At least 10 long-range tankers able to carry 55,000 to 75,000 tonnes of jet fuel and diesel have been provisionally booked to head to Europe, with at least four of them taken by Royal Dutch Shell, two shipbrokers said. In contrast, there was not much activity on this route early in July, when traders were exploring shipping middle distillate cargoes on a reverse arbitrage from Europe to Asia.

The flurry of activity this week pushed freight rates for 65,000-tonne clean tankers plying the Middle East to Europe route to $20.08 a tonne on Wednesday, up 11 percent from Monday and 12 percent from a week ago, said Ralph Leszczynski, head of research at Banchero Costa.

“Given the momentum, it should probably go a little further up over the next few days, although it’s already at the highest level since December,” Leszczynski said.

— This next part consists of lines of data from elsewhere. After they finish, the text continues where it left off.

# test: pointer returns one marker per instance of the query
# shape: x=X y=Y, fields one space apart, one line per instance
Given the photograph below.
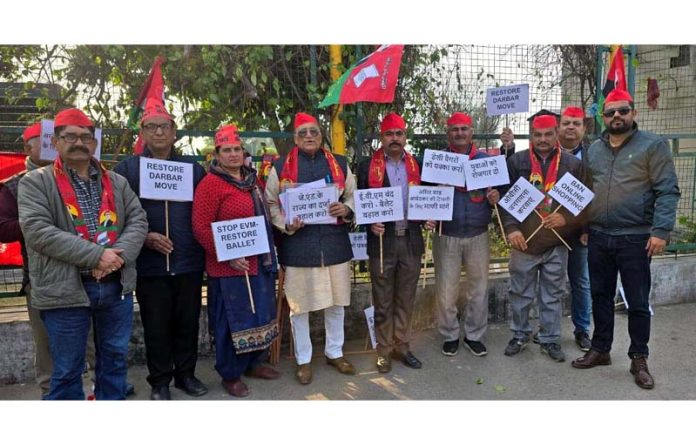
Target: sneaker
x=516 y=345
x=450 y=348
x=476 y=347
x=583 y=341
x=554 y=351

The outage at Europe’s largest refinery – Shell’s 404,000 barrels-per-day (bpd) Pernis refinery in the Netherlands – comes just after a series of other disruptions, such as at Total’s 230,000 bpd Leuna oil refinery and Greek refiner Hellenic Petroleum’s 100,000 bpd Elefsina plant, and is boosting demand, Leszczynski said.

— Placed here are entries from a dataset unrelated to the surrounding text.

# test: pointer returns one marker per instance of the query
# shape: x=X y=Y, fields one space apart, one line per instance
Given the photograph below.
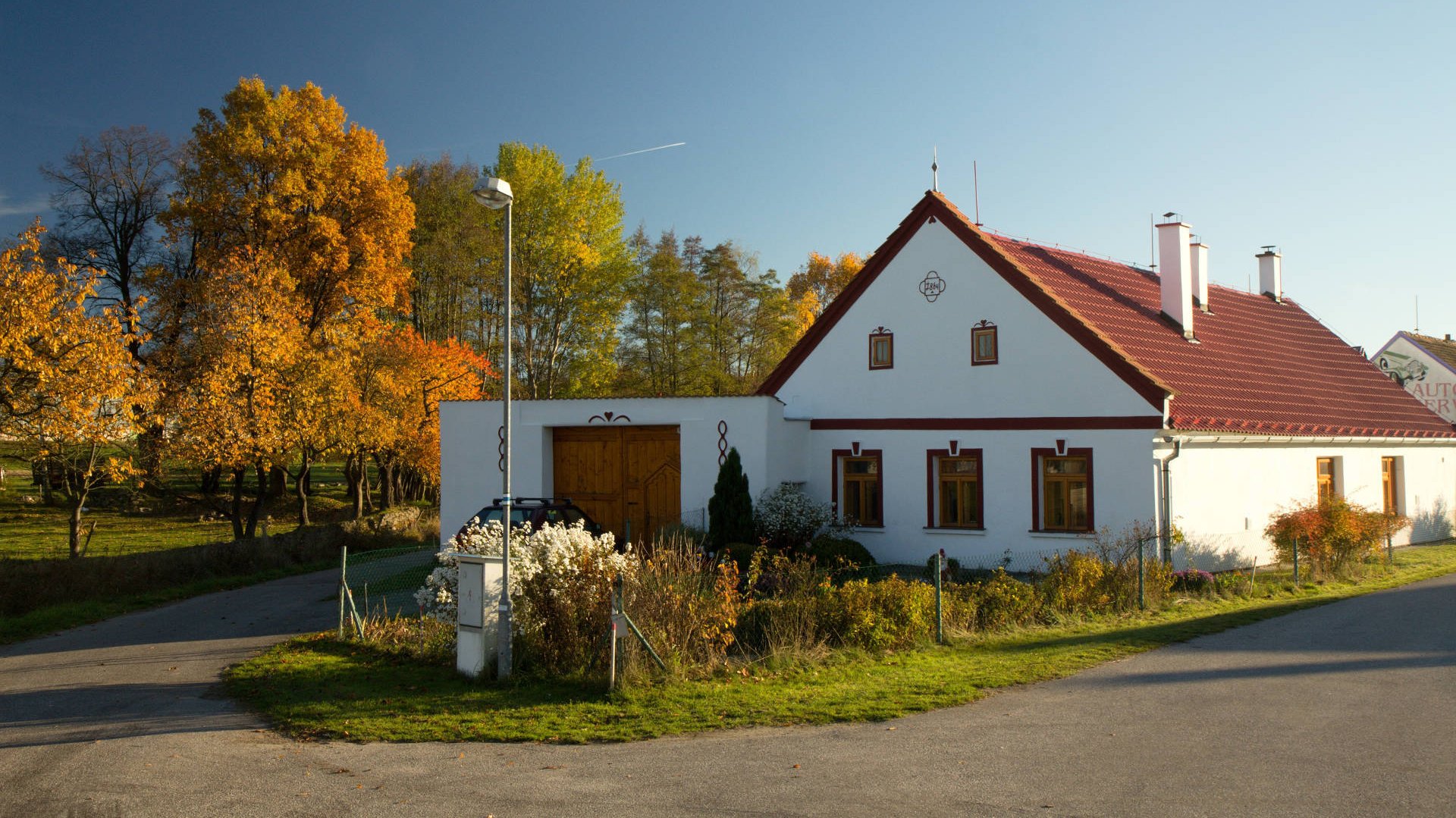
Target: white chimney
x=1174 y=272
x=1270 y=275
x=1199 y=254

“There are shortages of diesel in Europe, with inventories falling, and European diesel prices are surging to the highest levels since April,” he said.

Shell shut most units at Pernis following a power outage caused by a fire on the evening of July 29. It has said the earliest restart date will be in the second half of August.

Shell declined to comment saying it does not comment on details of commercial agreements or the movement of cargoes.

The oil major has suspended loadings of oil products from the refinery, and traders in Asia, the Middle East and the United States have been looking to send middle distillates to Europe to fill the gap.

Traders said it is now profitable to ship jet fuel from the Middle East to Europe.

The exchange of futures for swaps (EFS), a contract that traders use to hedge their Asia-Europe arbitrage cargoes, fell to minus $8.24 a tonne on Thursday, lowest since January 2015, Reuters data showed.

The arbitrage typically gets more profitable when the EFS trades at about minus $15 a tonne or below. The EFS was a positive $5.01 a tonne on July 11.